War Goes On After Hamas Leader’s Death
Saturday, October 19, 2024
Vol. 13, No. 2213
THE WAR ROOM: A surviving deputy to Hamas leader Yahya Sinwar says Sinwar’s death will not alter the course of the war in Gaza, putting a damper on hopes for a cease-fire deal.
President Biden told reporters that Sinwar’s death was “an opportunity to seek a path to peace — a better future in Gaza without Hamas.” But Khalil al-Hayya, a Sinwar deputy, said the fighting will continue and that the hostages held in Gaza will not be returned until Israel fully withdraws from the territory.
Contrary to initial reports that Sinwar was killed by an explosion, he was shot in the head. The Israeli military is holding the body, possibly as a bargaining chip. But as the fighting goes on, as many as 50 people were killed earlier today in an Israeli strike.
Israel also says a drone coming out of Lebanon was targeted at the home of Prime minister Benjamin Netanyahu. He and his wife were said to be away from home at the time.
ORANGE ALERT!!: Donald Trump is making immigration and the southern border his closing argument for election to president. During a rally appearance this week he said that immigration“beats out the economy. That beats it all out to me, it’s not even close.” He said, “The United States is now an occupied country. But on Nov. 5, 2024, that will be liberation day in America.”
While the economy and the cost of living are the number one issues with voters, Trump is going with fear of crimes committed by undocumented immigrants out of all proportion to the number they actually commit.
He is still pushing the story that Haitian immigrants in Springfield, Ohio are eating the household pets of neighbors. “I was just saying what was reported… And eating other things too that they’re not supposed to be. All I do is report,” Trump said during a town hall on Univision. What was “reported” was that there was an unfounded internet rumor and that the pet eating never happened.
Trump even claims that talking about immigration saved his life. In Butler, Pennsylvania he had just turned to refer to a chart about illegal immigration when a bullet nicked his ear rather than hitting him square in the side of the head. “If you think about it, illegal immigration saved my life — I’m the only one,” Trump told his crowd in Aurora, Colorado. “Usually, it’s the opposite.”

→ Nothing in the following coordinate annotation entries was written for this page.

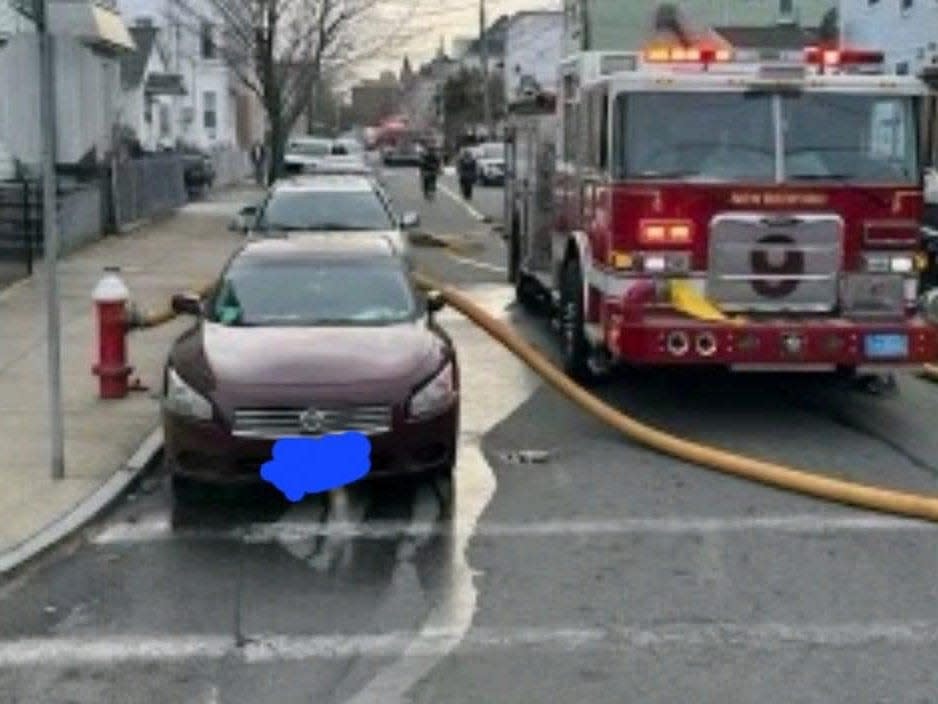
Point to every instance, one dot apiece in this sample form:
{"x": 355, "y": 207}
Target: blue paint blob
{"x": 303, "y": 466}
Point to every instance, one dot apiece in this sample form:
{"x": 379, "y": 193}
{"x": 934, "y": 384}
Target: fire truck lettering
{"x": 770, "y": 198}
{"x": 761, "y": 262}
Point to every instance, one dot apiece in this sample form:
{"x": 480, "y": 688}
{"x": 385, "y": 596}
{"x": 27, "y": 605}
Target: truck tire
{"x": 514, "y": 254}
{"x": 575, "y": 346}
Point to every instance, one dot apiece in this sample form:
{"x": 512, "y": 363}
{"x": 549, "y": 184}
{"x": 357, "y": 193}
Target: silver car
{"x": 333, "y": 205}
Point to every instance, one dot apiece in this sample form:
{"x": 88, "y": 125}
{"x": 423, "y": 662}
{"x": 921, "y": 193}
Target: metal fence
{"x": 147, "y": 187}
{"x": 231, "y": 166}
{"x": 20, "y": 229}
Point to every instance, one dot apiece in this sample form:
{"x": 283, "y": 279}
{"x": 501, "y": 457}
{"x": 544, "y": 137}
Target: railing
{"x": 231, "y": 166}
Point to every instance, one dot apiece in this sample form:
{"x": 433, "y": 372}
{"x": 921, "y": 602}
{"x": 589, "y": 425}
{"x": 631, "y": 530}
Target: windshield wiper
{"x": 818, "y": 177}
{"x": 665, "y": 174}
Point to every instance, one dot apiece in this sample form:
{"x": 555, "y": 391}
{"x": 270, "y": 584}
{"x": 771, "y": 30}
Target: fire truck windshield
{"x": 732, "y": 137}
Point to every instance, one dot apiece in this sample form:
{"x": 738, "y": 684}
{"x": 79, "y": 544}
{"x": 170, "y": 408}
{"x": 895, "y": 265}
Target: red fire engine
{"x": 697, "y": 205}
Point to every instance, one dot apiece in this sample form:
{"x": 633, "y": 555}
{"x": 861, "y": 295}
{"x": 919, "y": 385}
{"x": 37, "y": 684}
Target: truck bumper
{"x": 784, "y": 344}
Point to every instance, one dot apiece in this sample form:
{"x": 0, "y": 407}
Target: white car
{"x": 328, "y": 204}
{"x": 490, "y": 157}
{"x": 305, "y": 153}
{"x": 931, "y": 186}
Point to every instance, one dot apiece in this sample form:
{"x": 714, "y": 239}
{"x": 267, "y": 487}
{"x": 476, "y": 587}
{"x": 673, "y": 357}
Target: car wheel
{"x": 575, "y": 346}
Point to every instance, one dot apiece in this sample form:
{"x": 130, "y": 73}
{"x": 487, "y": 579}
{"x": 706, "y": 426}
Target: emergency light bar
{"x": 820, "y": 56}
{"x": 680, "y": 54}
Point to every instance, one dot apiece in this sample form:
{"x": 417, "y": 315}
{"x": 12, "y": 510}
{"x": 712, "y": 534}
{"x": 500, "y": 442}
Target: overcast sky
{"x": 448, "y": 19}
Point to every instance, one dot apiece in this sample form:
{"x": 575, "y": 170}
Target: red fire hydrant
{"x": 110, "y": 298}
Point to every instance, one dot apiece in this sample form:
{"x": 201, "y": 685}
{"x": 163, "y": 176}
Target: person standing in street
{"x": 468, "y": 170}
{"x": 258, "y": 157}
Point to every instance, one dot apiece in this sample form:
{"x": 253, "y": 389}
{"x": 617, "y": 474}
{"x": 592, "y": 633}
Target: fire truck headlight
{"x": 885, "y": 263}
{"x": 902, "y": 265}
{"x": 929, "y": 306}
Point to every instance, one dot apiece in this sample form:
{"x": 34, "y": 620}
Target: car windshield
{"x": 310, "y": 148}
{"x": 263, "y": 293}
{"x": 325, "y": 210}
{"x": 731, "y": 137}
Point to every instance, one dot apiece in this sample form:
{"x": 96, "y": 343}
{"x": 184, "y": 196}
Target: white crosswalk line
{"x": 287, "y": 533}
{"x": 430, "y": 643}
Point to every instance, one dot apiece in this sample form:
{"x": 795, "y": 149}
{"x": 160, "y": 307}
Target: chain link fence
{"x": 147, "y": 187}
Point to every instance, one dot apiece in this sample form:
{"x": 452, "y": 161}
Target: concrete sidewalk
{"x": 174, "y": 254}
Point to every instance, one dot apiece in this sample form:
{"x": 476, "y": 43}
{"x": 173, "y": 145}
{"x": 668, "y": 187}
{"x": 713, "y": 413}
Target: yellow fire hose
{"x": 151, "y": 319}
{"x": 828, "y": 488}
{"x": 820, "y": 486}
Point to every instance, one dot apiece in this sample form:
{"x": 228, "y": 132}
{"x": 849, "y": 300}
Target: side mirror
{"x": 435, "y": 301}
{"x": 410, "y": 220}
{"x": 187, "y": 304}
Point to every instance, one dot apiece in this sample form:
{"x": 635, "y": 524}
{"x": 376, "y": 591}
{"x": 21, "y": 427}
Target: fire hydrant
{"x": 110, "y": 298}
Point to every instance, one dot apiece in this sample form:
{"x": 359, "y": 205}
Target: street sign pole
{"x": 50, "y": 239}
{"x": 484, "y": 56}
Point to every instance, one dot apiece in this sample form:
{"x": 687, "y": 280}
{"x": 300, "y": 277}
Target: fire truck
{"x": 690, "y": 204}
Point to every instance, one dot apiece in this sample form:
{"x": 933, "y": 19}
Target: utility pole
{"x": 50, "y": 236}
{"x": 484, "y": 55}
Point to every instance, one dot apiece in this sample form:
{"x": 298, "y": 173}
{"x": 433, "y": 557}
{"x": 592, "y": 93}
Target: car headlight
{"x": 183, "y": 400}
{"x": 436, "y": 395}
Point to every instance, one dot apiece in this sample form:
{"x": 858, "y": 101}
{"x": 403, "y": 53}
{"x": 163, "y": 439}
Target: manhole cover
{"x": 526, "y": 456}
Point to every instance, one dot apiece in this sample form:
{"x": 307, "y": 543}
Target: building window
{"x": 209, "y": 50}
{"x": 210, "y": 111}
{"x": 164, "y": 121}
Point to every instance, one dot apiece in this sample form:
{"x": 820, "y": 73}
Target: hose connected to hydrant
{"x": 829, "y": 488}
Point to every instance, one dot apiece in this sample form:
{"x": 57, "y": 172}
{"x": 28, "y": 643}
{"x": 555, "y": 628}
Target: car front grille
{"x": 762, "y": 262}
{"x": 311, "y": 422}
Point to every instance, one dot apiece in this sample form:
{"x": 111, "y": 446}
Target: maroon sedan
{"x": 308, "y": 336}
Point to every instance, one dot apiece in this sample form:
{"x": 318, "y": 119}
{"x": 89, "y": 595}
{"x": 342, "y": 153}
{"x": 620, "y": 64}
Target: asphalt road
{"x": 565, "y": 565}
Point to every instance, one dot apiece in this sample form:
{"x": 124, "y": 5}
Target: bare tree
{"x": 280, "y": 49}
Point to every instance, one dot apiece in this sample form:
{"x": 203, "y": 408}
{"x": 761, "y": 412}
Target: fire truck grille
{"x": 287, "y": 422}
{"x": 774, "y": 263}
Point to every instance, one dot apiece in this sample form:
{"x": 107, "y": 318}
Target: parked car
{"x": 198, "y": 171}
{"x": 404, "y": 152}
{"x": 305, "y": 153}
{"x": 328, "y": 204}
{"x": 306, "y": 337}
{"x": 490, "y": 156}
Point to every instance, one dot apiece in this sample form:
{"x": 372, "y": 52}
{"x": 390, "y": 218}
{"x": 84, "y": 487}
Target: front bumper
{"x": 206, "y": 451}
{"x": 777, "y": 343}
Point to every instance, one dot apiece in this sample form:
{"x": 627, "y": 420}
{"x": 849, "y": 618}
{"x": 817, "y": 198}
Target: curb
{"x": 78, "y": 516}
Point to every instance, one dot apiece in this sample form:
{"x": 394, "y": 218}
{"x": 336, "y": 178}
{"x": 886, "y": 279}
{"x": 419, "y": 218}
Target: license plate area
{"x": 886, "y": 346}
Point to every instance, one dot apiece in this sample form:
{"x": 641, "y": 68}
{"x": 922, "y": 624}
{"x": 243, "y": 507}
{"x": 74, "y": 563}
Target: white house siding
{"x": 87, "y": 94}
{"x": 532, "y": 48}
{"x": 19, "y": 110}
{"x": 87, "y": 99}
{"x": 907, "y": 35}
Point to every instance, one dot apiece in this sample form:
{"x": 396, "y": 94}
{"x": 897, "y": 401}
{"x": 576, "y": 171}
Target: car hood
{"x": 396, "y": 237}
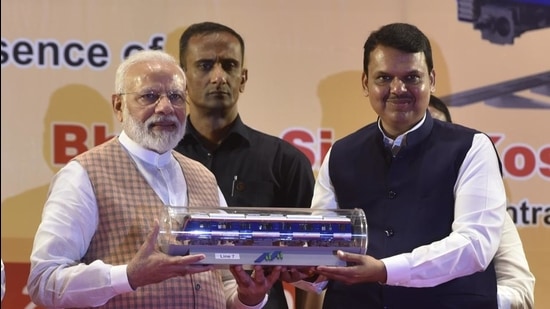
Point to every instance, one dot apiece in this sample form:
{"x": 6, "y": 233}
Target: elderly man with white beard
{"x": 96, "y": 245}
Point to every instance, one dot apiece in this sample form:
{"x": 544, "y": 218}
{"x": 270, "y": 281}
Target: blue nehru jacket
{"x": 408, "y": 201}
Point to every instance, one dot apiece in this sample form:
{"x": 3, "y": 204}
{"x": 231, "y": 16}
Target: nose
{"x": 218, "y": 74}
{"x": 397, "y": 85}
{"x": 164, "y": 105}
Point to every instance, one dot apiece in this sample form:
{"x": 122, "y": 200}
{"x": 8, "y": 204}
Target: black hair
{"x": 204, "y": 28}
{"x": 401, "y": 36}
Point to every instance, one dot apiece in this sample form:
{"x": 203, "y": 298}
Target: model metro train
{"x": 266, "y": 230}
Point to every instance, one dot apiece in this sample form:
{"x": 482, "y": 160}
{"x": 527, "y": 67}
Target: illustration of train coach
{"x": 245, "y": 236}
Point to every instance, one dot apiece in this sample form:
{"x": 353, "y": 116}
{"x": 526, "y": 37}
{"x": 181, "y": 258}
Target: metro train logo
{"x": 269, "y": 256}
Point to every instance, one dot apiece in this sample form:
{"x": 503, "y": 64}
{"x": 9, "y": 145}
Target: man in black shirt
{"x": 252, "y": 169}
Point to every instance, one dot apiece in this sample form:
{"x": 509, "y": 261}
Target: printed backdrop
{"x": 304, "y": 58}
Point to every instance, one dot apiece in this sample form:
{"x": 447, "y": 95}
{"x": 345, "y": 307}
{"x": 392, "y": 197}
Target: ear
{"x": 364, "y": 82}
{"x": 432, "y": 81}
{"x": 116, "y": 101}
{"x": 244, "y": 78}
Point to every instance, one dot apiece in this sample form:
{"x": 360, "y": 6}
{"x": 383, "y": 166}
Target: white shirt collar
{"x": 146, "y": 155}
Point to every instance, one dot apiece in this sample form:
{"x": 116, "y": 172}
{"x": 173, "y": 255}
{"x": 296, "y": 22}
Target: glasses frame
{"x": 144, "y": 101}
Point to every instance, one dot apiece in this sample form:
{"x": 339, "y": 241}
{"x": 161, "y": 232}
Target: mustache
{"x": 161, "y": 118}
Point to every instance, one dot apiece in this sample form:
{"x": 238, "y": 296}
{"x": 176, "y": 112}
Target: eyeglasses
{"x": 176, "y": 98}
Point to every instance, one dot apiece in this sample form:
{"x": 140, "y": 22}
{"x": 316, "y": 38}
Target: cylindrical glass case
{"x": 263, "y": 236}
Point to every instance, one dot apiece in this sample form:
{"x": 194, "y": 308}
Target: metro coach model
{"x": 260, "y": 236}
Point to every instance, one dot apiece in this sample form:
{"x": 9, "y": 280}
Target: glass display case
{"x": 263, "y": 236}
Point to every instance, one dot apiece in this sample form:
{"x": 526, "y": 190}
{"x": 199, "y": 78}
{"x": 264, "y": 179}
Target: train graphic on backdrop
{"x": 292, "y": 239}
{"x": 501, "y": 21}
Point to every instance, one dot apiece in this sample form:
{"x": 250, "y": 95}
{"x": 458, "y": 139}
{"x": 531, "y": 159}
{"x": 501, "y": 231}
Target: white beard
{"x": 140, "y": 133}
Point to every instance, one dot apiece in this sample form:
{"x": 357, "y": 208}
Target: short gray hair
{"x": 138, "y": 57}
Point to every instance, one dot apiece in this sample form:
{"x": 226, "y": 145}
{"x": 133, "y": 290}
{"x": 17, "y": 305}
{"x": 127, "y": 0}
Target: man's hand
{"x": 150, "y": 265}
{"x": 252, "y": 288}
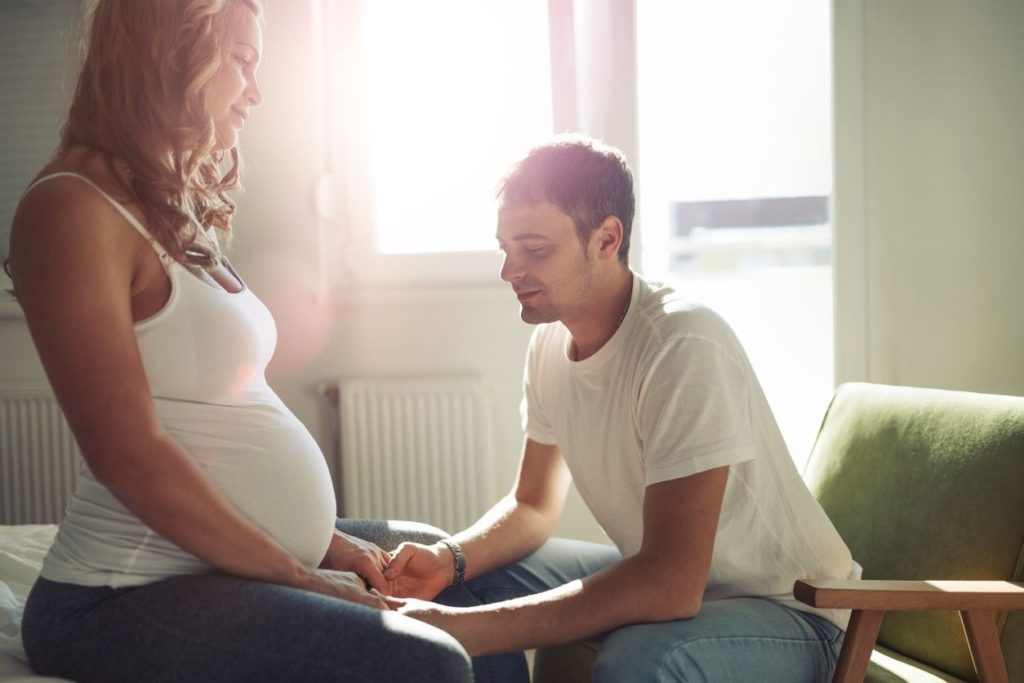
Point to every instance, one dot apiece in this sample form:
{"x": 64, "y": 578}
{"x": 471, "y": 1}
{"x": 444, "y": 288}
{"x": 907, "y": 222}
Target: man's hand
{"x": 420, "y": 571}
{"x": 347, "y": 553}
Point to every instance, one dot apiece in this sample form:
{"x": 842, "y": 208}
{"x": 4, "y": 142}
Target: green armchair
{"x": 927, "y": 487}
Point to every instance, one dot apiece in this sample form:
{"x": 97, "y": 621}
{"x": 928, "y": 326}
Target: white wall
{"x": 929, "y": 178}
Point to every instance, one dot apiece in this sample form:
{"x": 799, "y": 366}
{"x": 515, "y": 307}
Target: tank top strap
{"x": 164, "y": 256}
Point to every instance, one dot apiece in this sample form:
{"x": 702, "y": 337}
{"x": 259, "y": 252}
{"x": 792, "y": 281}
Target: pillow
{"x": 22, "y": 551}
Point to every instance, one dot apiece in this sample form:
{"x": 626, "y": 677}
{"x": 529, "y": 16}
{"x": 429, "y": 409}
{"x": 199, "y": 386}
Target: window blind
{"x": 39, "y": 60}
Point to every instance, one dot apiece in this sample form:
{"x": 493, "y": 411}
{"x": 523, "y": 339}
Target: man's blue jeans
{"x": 739, "y": 639}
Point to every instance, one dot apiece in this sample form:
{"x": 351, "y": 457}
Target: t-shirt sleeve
{"x": 535, "y": 423}
{"x": 693, "y": 412}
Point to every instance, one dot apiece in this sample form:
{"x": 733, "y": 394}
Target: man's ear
{"x": 608, "y": 237}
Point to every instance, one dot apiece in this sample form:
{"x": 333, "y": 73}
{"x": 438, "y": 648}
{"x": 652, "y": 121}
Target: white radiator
{"x": 39, "y": 460}
{"x": 418, "y": 449}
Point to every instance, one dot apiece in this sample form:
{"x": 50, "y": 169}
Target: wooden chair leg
{"x": 857, "y": 645}
{"x": 983, "y": 637}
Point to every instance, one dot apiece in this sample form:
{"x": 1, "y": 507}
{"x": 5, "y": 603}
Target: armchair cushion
{"x": 927, "y": 484}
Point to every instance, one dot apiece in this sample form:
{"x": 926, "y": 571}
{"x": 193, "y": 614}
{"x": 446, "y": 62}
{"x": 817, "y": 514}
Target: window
{"x": 38, "y": 68}
{"x": 426, "y": 104}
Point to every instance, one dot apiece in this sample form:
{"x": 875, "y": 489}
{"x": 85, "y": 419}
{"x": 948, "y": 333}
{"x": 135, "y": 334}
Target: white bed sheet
{"x": 22, "y": 551}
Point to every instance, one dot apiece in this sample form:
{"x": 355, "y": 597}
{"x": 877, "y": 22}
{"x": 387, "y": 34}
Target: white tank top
{"x": 204, "y": 353}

BY THE NUMBERS: The Real Clear Politics average of polls now has Kamala Harris leading the national vote by just 1.4 percent over Donald Trump but behind in all seven of the battleground states that usually determine the winner. Harris was leading in the battlegrounds a month ago.
AT THE BAR: Donald Trump called US District Court Judge Tanya Chutkan “the most evil person” after she released nearly 1,900 pages of heavily redacted evidence in Special Counsel Jack Smith’s election conspiracy case against the former president. Trump said releasing the documents so close to the national vote amounts to “election interference”. But in her ruling, Chutkan argued that if she had kept the files sealed, that would have denied the public valuable information in a way that could itself have been construed as election interference.
There appears to be little new evidence in the filing. The indictment focuses on the January 6thinsurrection and Trump’s efforts to his 2020 election defeat.
THE OBIT PAGE: Nicholas Daniloff, a veteran foreign correspondent who in 1986 was set up by Russia’s KGB to be arrested for espionage triggering an international crisis during the late stages of the Cold War, died in Cambridge, Massachusetts. He was 89.
Daniloff was betrayed by a trusted friend and source who handed him what was supposed to be a packet of news clippings that turned out to be military information he was not expecting. A van pulled up and he was immediately arrested then whisked away to the notorious Lefortovo prison.
The crisis nearly wrecked a summit meeting between President Ronald Reagan and Soviet leader Mikhail Gorbachev, but Daniloff was exchanged for a KGB agent captured in New York.
THE SPIN RACK: Cuba’s entire electrical system collapsed last night when a thermoelectric power plant in the city of Matanzas suddenly shut down. Authorities closed schools, government offices, and nightclubs in an effort to conserve what little electricity is still in the grid. — A camper found dead in his tent outside Bozeman, Montana last Saturday was at first thought to have been killed by a bear because of the nature of his wounds. But investigators now say 35-year-old Dustin Kjersem was the victim of a particularly brutal murder. At the moment, there are no suspects. — The NY Times and ProPublica are accusing prolific author John Grisham of lifting their reporting on a Texas murder case for his new true-crime book. Grisham says the book is properly sourced to reporting by others.
BELOW THE FOLD: After a pedestrian was killed by a self-driving Tesla, The National Highway Traffic Safety Administration is investigating whether Tesla’s driverless mode still works under windshield glare, fog, and dust clouds.
This begs the question of whether you’d rather risk encountering a driverless Tesla or one with Elon Musk at the wheel.